The difficulties caused by government handling of Railtrack appear more intractable. The financial institutions which fund many PFIs continue to view the incident as a betrayal of trust by the government and will be looking at PFI contracts much more carefully in future. All eyes are on whether the government compensates Railtrack shareholders fairly. According to one financial consultant, “Unless the government gives Railtrack shareholders a fair price, people like Innisfree and Barclays Capital will walk away.” If they do that, the government can bury PFI.

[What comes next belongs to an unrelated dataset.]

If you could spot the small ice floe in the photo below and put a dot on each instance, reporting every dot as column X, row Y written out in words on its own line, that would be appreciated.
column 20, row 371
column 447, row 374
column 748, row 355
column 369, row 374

Yet the government remains defiant, insisting that the Railtrack case is a one-off, different from all the other PFIs because no formal contract exists guaranteeing shareholders anything. And the City may find its ability to punish the government is limited, especially if the economic indicators look flat for the foreseeable future. For where else would companies get such good returns as from PFI deals?
What’s most likely is that the City will choose to walk away from some projects while still carrying out some straightforward PFI work, which is just too lucrative to be jettisoned. One result of this kind of thinking is that City lawyers are now starting to redraft their contracts and a new phrase is being inserted. In these partnerships, the state must not act ‘capriciously’. The consensus is that everyone can sleep easy as long as ministers refrain from ‘fiddling around’.